The Court agrees with Defendant that Plaintiff has not properly filed a complaint that contains a short statement of facts to show that she is entitled to relief. While pro se pleadings are liberally construed, a Plaintiff's pro se status does not excuse the obligation of any litigant to comply with the fundamental requirements of the Federal Rules of Civil Procedure. See Ogden v. San Juan Cty, 32 F.3d 452, 455 (10th Cir. 1994). Additionally, Plaintiff's document entitled "Information Related to Filing Suit Under the Laws Enforced by the EEOC" specifically states that a litigant must file a complaint containing a short statement of the facts of the case to show entitlement to relief. Finally, this Court's Order to Show Cause explained this requirement to Plaintiff and gave Plaintiff ample time to submit a complaint or show cause as to why she is unable to do so.

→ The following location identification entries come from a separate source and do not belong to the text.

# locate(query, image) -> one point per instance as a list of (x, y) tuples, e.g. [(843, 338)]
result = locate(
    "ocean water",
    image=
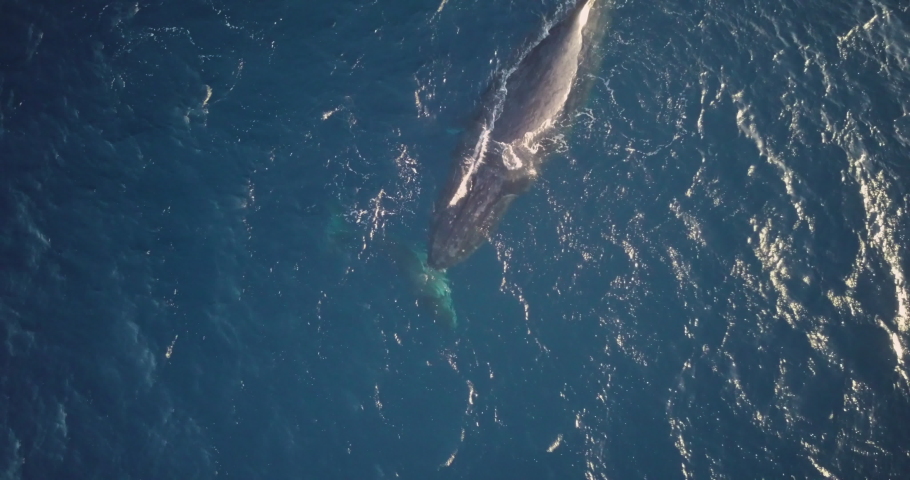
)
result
[(197, 200)]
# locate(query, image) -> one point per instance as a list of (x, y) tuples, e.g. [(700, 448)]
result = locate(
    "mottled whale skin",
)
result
[(500, 158)]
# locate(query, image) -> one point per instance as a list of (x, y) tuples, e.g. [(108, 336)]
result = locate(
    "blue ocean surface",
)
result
[(200, 203)]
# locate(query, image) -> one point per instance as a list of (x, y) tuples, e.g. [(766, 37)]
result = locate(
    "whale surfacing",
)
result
[(490, 172)]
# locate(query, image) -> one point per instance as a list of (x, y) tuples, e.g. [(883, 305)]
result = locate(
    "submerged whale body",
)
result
[(502, 161)]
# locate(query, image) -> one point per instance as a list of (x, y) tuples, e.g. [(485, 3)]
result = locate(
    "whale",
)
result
[(502, 154)]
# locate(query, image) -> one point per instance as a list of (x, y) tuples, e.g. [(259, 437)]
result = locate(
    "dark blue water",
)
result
[(196, 197)]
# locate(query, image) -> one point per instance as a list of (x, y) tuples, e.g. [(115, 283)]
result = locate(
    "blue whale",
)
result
[(501, 156)]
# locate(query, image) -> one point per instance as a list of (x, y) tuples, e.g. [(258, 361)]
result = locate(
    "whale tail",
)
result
[(430, 286)]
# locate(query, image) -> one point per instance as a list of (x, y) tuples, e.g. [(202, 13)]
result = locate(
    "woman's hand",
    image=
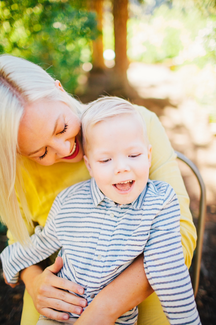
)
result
[(128, 290), (49, 292), (12, 285)]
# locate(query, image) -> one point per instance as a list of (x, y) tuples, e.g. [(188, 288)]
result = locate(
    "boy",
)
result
[(103, 224)]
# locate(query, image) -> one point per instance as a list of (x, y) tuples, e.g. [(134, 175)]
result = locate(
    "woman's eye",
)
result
[(45, 153), (64, 130), (134, 156)]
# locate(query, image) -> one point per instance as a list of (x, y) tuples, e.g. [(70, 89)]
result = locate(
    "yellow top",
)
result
[(43, 183)]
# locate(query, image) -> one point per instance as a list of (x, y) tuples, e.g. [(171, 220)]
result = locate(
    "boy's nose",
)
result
[(62, 148), (122, 167)]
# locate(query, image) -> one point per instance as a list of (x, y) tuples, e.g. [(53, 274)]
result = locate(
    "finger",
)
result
[(60, 305), (64, 284), (12, 285), (56, 267), (57, 297), (53, 314)]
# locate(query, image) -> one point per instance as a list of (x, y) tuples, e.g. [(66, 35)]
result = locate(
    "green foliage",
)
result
[(53, 33), (175, 33)]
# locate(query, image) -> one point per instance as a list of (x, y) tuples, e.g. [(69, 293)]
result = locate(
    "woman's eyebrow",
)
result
[(54, 131)]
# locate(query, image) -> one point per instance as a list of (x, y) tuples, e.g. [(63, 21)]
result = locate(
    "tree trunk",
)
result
[(120, 14), (97, 57)]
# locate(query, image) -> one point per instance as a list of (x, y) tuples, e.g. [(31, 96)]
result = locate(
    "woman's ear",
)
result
[(88, 165), (59, 85)]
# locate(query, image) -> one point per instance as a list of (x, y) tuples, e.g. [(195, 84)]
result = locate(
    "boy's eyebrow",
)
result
[(54, 131)]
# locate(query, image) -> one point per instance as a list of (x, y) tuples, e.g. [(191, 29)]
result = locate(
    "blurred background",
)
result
[(156, 53)]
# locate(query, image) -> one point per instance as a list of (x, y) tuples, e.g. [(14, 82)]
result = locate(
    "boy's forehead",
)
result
[(112, 123)]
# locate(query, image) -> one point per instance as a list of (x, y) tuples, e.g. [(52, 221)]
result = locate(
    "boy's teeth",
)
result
[(74, 148)]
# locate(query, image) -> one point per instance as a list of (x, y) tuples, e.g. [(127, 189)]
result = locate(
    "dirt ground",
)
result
[(186, 122)]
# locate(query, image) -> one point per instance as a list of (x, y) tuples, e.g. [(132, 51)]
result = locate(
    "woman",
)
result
[(41, 154)]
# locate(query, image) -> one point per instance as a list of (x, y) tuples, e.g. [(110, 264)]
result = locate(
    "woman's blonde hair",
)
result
[(104, 108), (21, 82)]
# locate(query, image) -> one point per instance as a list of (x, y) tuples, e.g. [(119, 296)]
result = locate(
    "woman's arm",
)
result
[(125, 292), (165, 168), (49, 292)]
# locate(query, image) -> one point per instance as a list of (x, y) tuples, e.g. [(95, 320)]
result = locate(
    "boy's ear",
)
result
[(88, 165), (149, 154), (59, 85)]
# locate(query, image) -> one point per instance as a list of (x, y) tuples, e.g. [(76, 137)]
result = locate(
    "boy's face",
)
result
[(118, 157)]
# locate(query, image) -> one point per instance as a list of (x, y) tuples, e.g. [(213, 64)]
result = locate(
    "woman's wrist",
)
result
[(28, 276)]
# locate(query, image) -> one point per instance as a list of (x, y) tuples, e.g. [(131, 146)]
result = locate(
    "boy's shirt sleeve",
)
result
[(165, 266), (43, 243)]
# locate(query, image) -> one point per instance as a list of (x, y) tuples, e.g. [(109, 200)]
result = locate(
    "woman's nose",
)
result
[(62, 148)]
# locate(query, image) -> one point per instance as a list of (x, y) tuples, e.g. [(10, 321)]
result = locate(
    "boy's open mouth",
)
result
[(124, 186)]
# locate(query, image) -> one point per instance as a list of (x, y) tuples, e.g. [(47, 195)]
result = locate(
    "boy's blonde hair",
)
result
[(104, 108), (21, 83)]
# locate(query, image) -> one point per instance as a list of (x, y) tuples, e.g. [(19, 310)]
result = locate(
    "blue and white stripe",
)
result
[(99, 239)]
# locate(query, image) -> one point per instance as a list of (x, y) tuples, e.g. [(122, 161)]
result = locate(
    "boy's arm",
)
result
[(165, 267), (125, 292)]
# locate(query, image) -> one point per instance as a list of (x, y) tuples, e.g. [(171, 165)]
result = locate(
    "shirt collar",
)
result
[(98, 196)]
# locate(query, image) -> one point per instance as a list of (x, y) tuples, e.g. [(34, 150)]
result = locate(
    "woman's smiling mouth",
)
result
[(74, 151)]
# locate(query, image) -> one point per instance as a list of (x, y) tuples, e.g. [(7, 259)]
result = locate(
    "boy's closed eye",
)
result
[(104, 160), (134, 155)]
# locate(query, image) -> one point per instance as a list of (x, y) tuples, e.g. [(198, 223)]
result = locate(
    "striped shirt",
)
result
[(98, 239)]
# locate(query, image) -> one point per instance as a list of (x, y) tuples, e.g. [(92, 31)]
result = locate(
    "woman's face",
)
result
[(49, 132)]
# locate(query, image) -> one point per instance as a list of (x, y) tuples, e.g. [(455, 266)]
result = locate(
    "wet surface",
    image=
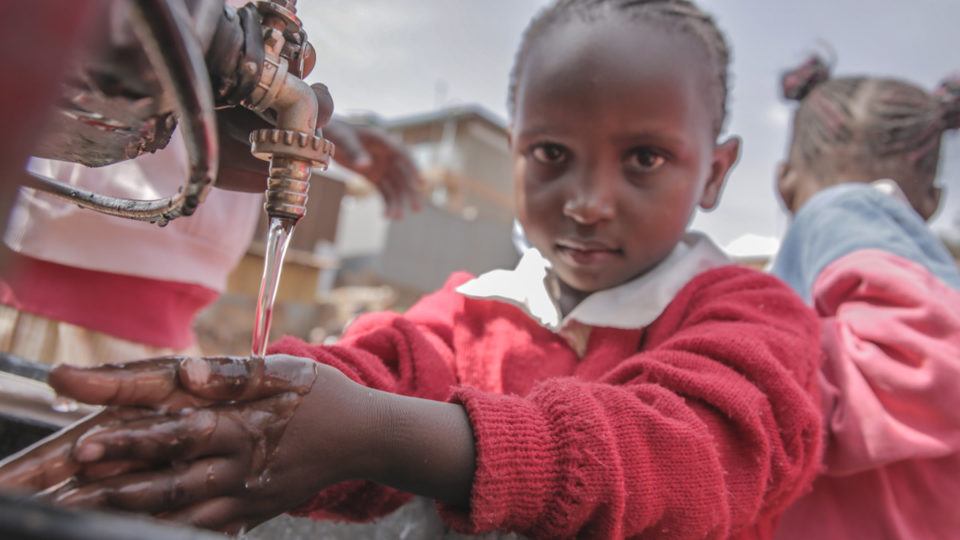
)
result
[(417, 520)]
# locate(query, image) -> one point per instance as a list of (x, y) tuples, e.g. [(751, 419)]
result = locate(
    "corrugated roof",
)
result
[(442, 115)]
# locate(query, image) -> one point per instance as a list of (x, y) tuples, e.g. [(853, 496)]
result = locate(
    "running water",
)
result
[(278, 238)]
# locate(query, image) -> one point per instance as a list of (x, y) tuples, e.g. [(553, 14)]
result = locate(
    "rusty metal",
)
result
[(294, 147), (257, 57), (178, 61)]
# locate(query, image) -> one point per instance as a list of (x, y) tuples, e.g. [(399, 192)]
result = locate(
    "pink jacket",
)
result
[(890, 384)]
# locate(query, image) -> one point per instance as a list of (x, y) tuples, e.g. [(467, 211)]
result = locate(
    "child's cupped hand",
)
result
[(220, 443)]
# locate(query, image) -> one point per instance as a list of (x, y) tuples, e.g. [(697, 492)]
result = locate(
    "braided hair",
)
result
[(885, 127), (680, 15)]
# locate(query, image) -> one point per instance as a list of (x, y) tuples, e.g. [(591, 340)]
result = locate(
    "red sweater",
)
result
[(705, 424)]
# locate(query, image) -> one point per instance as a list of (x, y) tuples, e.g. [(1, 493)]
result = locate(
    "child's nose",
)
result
[(594, 202)]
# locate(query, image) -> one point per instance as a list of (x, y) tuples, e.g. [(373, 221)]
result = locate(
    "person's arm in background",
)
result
[(886, 291)]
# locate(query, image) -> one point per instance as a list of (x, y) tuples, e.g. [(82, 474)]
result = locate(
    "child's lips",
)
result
[(592, 253)]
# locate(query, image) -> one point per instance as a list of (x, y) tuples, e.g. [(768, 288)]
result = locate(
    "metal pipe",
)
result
[(178, 59)]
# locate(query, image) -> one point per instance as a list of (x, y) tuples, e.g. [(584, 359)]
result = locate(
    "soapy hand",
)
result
[(205, 441)]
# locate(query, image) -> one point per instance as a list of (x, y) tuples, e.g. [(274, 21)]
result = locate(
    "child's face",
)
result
[(613, 147)]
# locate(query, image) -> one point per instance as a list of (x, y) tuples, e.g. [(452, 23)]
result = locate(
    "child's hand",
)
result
[(229, 465), (226, 443)]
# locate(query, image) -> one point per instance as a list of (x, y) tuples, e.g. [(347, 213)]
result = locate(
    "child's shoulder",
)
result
[(850, 218), (734, 287)]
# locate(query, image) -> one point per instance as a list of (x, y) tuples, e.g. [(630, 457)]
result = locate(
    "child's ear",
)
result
[(725, 156)]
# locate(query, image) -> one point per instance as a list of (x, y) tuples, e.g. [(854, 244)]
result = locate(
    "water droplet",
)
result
[(65, 404), (278, 238)]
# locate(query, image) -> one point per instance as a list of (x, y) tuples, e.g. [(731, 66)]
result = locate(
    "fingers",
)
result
[(49, 462), (245, 379), (177, 382), (161, 491), (143, 383), (324, 101), (351, 152), (186, 436)]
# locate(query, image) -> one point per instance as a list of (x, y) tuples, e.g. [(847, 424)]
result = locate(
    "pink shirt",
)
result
[(891, 336)]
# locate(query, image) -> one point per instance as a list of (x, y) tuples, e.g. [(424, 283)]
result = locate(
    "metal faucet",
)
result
[(293, 147), (96, 129)]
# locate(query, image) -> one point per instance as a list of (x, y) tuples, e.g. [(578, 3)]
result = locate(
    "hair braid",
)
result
[(682, 15), (884, 124)]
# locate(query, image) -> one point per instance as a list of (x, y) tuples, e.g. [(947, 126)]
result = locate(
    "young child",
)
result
[(623, 381), (861, 180)]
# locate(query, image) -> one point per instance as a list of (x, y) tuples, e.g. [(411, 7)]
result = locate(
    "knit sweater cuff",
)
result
[(517, 472)]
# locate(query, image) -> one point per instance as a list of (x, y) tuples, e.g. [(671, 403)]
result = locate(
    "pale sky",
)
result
[(400, 57)]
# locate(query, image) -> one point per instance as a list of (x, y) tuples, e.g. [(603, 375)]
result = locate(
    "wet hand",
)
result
[(382, 160), (245, 457)]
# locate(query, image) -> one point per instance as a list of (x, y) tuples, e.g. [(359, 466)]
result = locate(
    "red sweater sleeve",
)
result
[(710, 432), (410, 355)]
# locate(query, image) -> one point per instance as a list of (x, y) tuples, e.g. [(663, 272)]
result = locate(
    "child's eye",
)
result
[(644, 160), (550, 154)]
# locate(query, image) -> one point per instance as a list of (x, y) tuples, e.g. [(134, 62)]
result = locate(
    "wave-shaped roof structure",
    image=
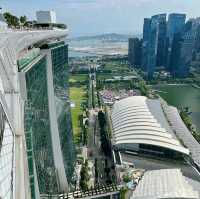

Plaintiff has failed to file any pleadings in this case. Therefore, the Court finds that Plaintiff has not properly filed a complaint and Defendant's Motion to Dismiss should be granted. Alternatively, the Court additionally finds that the allegations contained in Plaintiff's Charge of Discrimination are insufficient to nudge her claim from merely possible to plausible.
Accordingly, the Court finds that Defendant's Motion to Dismiss is well taken, and therefore GRANTED.